Look Downstream For Signs Of A True Oil (And Economic) Recovery

by: PLM Investments


As oil prices declined, refineries have over-produced gasoline and distillates.

Economic and other external factors have slowed demand, leading to large stocks.

Too much downstream product in storage is stressing refiners and signaling economic weakness.

The demand side of oil may hold the key to unlocking oil prices in the future. Oil's oversupply issues have been well publicized.

However, downstream issues can be equally pertinentOil prices depend on refined product demand, distillates and gasoilne. . Demand, production, and stocks of refined products, which are closely watched in the industry, may also affect the timing of oil's eventual price rebalancing. Furthermore, distillate (e.g., diesel fuel and heating oil) demand is a surrogate for industrial sector health and is therefore worth watching as a general economic indicator.

Most refiners have some degree of capability to adjust the relative amounts of gasoline and distillates they produce. If supply of one or demand of the other warrants a change in production levels to optimize profits, refiners can react accordingly. Therefore, both supply and demand of both gasoline and distillates are important to consider.

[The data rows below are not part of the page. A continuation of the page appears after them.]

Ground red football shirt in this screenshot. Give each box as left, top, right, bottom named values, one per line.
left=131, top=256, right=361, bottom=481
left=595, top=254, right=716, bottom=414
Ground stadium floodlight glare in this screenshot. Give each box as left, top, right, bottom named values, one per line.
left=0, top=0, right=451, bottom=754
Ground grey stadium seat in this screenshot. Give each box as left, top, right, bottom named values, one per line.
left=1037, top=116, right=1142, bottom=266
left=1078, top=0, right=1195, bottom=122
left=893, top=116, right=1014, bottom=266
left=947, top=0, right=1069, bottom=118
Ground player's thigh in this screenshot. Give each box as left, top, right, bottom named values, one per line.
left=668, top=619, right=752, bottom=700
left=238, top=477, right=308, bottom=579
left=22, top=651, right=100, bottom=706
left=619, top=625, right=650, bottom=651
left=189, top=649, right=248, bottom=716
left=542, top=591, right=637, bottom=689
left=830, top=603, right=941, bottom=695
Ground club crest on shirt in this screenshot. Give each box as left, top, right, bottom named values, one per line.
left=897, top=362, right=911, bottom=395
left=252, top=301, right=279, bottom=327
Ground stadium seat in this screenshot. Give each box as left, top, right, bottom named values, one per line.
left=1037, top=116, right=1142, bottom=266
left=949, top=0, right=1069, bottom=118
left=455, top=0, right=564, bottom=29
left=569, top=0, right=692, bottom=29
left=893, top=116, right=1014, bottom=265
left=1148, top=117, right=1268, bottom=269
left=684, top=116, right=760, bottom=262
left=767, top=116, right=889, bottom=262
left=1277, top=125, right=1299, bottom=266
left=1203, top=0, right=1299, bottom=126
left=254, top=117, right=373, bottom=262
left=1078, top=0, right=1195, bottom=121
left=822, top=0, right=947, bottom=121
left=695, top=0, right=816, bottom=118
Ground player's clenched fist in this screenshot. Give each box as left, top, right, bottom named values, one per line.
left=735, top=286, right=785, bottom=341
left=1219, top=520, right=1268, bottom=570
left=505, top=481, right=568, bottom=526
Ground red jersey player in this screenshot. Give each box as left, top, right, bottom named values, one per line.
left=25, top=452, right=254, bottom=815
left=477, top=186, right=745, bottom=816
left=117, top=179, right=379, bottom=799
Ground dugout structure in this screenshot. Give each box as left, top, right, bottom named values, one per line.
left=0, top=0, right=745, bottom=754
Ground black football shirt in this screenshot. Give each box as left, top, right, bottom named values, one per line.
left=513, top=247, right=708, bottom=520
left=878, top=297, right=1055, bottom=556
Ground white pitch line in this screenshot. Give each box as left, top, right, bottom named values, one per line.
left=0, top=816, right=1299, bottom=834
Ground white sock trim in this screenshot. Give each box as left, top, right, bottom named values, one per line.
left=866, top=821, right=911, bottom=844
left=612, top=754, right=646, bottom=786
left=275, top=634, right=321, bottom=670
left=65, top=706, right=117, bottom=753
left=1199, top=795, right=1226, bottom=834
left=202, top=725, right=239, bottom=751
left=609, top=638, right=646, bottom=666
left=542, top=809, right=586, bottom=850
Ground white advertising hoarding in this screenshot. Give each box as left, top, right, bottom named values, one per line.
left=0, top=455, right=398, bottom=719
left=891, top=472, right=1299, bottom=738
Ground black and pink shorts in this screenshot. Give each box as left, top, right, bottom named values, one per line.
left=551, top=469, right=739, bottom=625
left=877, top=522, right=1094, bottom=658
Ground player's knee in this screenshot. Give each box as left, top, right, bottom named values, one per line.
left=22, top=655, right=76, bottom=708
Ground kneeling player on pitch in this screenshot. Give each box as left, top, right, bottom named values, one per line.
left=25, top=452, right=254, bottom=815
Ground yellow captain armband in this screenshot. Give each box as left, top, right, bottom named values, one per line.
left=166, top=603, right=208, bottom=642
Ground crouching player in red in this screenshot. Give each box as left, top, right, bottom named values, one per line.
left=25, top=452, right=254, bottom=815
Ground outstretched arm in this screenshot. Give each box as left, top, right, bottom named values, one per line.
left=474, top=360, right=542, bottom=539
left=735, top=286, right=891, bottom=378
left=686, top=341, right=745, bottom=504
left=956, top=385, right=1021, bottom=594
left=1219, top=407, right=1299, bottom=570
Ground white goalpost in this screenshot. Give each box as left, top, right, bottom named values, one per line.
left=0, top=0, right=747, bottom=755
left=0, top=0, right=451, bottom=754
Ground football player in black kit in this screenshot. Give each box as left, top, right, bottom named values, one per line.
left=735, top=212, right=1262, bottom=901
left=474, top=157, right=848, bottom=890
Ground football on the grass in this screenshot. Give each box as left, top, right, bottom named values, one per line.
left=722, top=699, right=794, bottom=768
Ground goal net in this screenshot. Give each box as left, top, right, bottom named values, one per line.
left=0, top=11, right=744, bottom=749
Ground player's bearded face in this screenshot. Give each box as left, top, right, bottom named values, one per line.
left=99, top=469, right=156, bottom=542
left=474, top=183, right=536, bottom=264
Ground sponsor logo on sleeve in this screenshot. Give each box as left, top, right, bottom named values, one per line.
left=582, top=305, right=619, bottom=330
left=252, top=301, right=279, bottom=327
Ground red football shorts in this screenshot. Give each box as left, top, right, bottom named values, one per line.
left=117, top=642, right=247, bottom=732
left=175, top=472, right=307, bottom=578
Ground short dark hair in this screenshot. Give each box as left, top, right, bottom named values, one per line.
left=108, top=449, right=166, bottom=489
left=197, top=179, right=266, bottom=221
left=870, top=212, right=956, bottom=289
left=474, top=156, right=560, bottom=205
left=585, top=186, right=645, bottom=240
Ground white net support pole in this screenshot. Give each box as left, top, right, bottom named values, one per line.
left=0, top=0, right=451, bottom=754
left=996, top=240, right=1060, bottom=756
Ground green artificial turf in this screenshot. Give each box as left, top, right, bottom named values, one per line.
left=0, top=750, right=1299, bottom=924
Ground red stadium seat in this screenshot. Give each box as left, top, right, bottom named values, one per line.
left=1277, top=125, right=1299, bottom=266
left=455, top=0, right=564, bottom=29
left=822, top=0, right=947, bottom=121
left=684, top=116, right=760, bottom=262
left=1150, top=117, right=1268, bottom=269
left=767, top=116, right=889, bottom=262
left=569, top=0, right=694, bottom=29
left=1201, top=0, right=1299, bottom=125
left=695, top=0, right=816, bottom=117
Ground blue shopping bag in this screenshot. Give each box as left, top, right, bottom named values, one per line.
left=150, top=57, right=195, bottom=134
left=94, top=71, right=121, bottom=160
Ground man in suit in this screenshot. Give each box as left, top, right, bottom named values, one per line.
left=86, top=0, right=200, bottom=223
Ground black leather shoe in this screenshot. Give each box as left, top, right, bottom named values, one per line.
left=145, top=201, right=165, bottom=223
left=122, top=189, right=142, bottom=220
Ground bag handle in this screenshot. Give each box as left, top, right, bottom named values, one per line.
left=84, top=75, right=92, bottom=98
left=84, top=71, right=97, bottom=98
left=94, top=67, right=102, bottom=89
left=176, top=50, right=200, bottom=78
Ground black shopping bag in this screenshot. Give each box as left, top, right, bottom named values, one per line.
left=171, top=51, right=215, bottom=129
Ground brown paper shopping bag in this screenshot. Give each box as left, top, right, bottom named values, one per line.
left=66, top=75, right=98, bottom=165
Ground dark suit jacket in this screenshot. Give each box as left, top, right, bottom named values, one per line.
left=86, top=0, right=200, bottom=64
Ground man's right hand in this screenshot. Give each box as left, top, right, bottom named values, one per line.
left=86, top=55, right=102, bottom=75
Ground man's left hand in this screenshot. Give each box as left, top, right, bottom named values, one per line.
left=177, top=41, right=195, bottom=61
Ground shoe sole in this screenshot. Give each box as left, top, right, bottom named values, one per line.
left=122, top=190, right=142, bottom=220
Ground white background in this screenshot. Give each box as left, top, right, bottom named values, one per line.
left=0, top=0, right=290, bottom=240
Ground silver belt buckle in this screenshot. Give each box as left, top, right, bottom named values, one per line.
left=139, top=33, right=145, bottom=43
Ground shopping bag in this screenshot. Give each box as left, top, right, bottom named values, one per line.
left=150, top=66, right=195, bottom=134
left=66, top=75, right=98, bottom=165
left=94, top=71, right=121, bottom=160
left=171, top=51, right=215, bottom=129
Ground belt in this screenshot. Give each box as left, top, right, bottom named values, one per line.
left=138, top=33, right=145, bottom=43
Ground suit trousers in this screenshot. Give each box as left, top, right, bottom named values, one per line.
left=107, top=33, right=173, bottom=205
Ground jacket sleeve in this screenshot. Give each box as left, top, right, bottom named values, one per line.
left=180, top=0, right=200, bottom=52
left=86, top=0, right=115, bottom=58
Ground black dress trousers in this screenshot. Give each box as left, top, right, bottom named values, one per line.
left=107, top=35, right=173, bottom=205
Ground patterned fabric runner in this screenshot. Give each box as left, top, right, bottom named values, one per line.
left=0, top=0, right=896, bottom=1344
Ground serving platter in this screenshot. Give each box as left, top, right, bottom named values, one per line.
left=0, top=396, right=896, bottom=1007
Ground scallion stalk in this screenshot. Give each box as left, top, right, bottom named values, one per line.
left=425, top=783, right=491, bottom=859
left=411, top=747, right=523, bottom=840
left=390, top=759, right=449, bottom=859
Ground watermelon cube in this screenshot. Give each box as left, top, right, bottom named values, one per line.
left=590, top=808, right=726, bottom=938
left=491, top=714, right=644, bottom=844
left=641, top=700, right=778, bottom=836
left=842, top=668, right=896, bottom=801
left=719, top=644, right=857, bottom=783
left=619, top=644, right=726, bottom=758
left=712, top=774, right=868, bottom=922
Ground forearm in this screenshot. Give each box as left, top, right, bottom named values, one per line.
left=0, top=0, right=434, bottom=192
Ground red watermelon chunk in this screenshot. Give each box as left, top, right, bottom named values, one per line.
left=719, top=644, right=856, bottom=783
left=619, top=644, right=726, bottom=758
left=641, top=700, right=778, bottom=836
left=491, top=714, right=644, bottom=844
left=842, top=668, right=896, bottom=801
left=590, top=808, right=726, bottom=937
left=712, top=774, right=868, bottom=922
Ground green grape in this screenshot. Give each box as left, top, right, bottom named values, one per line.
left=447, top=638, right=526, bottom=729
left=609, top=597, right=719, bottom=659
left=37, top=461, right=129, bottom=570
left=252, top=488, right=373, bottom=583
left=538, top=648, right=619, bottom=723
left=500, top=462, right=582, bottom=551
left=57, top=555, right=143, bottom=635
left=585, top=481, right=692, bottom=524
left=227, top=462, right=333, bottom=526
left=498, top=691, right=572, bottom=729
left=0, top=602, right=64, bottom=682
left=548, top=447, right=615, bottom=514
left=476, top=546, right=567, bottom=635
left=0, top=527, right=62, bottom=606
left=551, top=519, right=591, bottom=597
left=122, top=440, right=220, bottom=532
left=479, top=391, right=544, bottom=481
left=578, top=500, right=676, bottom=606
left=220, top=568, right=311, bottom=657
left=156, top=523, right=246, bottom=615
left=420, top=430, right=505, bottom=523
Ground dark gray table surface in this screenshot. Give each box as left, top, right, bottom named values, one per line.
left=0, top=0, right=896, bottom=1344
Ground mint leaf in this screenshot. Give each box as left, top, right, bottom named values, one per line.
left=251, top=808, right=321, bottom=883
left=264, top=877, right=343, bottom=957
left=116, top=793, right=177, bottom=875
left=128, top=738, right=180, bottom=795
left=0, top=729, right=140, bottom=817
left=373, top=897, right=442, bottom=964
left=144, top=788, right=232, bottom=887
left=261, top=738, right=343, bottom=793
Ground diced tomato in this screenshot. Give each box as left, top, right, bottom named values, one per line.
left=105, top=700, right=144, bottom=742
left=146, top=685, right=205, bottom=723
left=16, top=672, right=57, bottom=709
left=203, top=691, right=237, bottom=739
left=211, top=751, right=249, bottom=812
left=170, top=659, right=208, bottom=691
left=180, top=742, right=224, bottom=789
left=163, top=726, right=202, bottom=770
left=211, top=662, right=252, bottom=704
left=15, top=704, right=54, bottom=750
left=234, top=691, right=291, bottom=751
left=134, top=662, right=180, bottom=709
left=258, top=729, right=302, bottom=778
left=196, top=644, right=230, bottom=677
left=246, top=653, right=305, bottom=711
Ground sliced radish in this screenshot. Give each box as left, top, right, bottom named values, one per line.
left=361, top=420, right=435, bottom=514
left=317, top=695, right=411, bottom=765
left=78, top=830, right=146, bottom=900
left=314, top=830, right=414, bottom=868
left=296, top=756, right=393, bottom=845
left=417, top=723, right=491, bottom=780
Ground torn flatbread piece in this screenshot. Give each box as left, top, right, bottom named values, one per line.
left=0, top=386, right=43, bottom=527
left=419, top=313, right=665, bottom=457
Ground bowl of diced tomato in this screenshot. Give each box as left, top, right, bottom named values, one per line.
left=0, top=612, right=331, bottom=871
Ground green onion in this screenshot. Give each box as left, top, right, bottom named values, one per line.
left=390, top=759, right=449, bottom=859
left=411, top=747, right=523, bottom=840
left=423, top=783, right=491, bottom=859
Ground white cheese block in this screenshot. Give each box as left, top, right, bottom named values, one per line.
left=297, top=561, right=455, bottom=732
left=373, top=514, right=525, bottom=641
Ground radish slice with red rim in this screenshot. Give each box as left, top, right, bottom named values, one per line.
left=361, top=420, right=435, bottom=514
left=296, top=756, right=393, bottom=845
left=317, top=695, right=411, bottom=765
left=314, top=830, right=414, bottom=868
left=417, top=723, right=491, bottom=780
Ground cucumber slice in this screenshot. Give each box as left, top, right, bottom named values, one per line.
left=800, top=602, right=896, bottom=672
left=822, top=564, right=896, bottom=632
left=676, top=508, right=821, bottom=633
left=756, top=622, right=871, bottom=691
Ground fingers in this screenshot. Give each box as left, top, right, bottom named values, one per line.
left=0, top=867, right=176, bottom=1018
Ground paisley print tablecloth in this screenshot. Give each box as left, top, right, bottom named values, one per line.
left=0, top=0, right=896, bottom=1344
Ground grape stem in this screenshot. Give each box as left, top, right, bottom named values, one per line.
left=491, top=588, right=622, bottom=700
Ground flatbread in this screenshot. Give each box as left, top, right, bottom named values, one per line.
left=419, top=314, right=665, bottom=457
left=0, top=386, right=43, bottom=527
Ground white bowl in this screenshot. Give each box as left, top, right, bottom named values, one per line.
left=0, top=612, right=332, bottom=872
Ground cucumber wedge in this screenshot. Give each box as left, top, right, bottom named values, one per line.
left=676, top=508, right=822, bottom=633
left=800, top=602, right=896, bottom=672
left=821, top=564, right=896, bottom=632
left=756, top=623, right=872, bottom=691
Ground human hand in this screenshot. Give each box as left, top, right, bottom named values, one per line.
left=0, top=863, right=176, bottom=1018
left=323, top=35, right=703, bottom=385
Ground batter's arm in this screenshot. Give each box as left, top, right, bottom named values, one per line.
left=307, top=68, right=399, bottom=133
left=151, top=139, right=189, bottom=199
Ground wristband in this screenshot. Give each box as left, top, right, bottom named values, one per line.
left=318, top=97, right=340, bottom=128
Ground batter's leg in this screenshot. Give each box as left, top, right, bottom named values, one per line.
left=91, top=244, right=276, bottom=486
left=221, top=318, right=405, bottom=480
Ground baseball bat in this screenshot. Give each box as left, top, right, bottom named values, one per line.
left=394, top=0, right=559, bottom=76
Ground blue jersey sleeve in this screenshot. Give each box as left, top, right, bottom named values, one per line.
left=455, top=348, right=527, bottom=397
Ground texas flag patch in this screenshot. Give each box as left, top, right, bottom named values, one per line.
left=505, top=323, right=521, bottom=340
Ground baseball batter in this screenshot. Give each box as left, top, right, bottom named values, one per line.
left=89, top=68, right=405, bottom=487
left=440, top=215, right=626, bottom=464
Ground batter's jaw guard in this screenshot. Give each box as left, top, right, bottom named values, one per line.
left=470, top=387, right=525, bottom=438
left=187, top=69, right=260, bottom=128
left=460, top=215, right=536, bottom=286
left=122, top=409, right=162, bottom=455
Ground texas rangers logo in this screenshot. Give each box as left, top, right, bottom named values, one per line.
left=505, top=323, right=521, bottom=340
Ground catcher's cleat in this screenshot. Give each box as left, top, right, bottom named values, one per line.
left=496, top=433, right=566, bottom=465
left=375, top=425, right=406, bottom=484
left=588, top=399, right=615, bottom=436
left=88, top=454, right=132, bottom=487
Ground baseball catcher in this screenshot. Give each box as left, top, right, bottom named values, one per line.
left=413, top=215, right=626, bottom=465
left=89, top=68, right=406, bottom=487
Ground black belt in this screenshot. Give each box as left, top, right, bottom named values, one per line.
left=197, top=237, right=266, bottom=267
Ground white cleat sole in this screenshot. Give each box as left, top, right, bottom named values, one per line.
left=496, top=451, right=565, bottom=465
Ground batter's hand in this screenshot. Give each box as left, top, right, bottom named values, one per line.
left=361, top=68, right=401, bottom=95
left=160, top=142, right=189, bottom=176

We are currently in a situation where both gasoline and distillate stocks are at unusually high levels. And these levels are affecting refinery consumption, introducing a potential bottleneck that is increasing the need for oil storage. Downstream refining is just as important a consideration as upstream supply. I take a look at both gasoline and distillate demand and stocks, with an emphasis on distillates.

Gasoline demand generally increases when its price falls owing to an increase in driver miles. However, there are limits to the incremental change in driver behavior over long periods of time (measured in years). It's likely that the increased demand is nearing that saturation point so future changes won't be nearly as pronounced. On the other hand, seasonal effects are kicking in for spring/summer drivers.

The following three charts show two-year gasoline demand, production, and stock levels.

Gasoline demand peaked last summer and then retreated toward year's end. January demand was below last year's level before turning around in February.

Gasoline production remained above prior levels through January, which includes the period of lowered demand. Current production and demand are now ahead of last year.

The result, though, was an oversupply of gasoline at the beginning of 2016. Gasoline stocks well outpaced five-year levels at the beginning of the year but are starting to draw down.

A similar overproduction occurred with distillates. This is shown in the sequence of charts that follow.

Distillate demand has been well below last year's level since December.

While recent distillate production has been following the year-earlier relative trends, but not compensating enough in reduction. Current production is matching last year's level.

As a result, since December, distillate stocks have risen to five-year highs.

Note that high distillate stocks aren't only an American problem, they are a worldwide issue.

It's also notable that, starting late last year, distillate demand began reaching ten-year lows on an absolute basis.

The reduced distillate demand was concurrent with gasoline's January demand decrease. The combination of both downstream products being at high stock levels led to a slowdown in refining production for both. That meant more crude oil going into storage. The supply-demand balance of refined products is continually being worked by the industry.

Next, let's look at distillate demand as an indicator of economic activity. It turns out that distillate demand changes correlate very well with economic downturns.

We are in a major distillate demand growth trough at present. This has corresponded to recessionary conditions five times over the last 35 years. Conversely, I expect a turnaround in distillate demand be indicative of an improving economy at some point in the future.

The major takeaways are twofold. First, until these potential downstream bottlenecks in both gasoline and distillates stocks subside, there will be downward pressure on the price of crude oil. Second, distillate demand, as a potential economic indicator, bears watching for signs of general economic recovery and investment-timing considerations.

Look for a rise in distillate demand to indicate improving health of our economy, as this is likely to foretell the end of the current slowdown. In contrast, an increase in gasoline consumption as we begin to enter the driving season is expected, but it may not be a sufficient tell from a refined-products perspective.

Broad stock-level reductions should go along with improving economic conditions. But if the economy stagnates, recurring high gasoline and distillate stock levels will reflect it.

And remember, if oil producers agree to status-quo overproduction, oversupply will continue until demand catches up and stocks begin to be depleted in meaningful quantity. Once production numbers can be estimated with better accuracy, gasoline and distillate demand will become key factors for calculating when this will occur.

From an investor's perspective, refining companies like Valero (NYSE:VLO) will be in the driver's seat when the economic situation corrects. I continue to believe that companies like Exxon Mobil (NYSE:XOM), Chevron (NYSE:CVX), Occidental Petroleum (NYSE:OXY), and EOG Resources (NYSE:EOG) will struggle through a longer period of reduced earnings, though their downstream operations will help mitigate the effects of the oil-price downturn to some degree.

Disclosure: I/we have no positions in any stocks mentioned, and no plans to initiate any positions within the next 72 hours.

I wrote this article myself, and it expresses my own opinions. I am not receiving compensation for it (other than from Seeking Alpha). I have no business relationship with any company whose stock is mentioned in this article.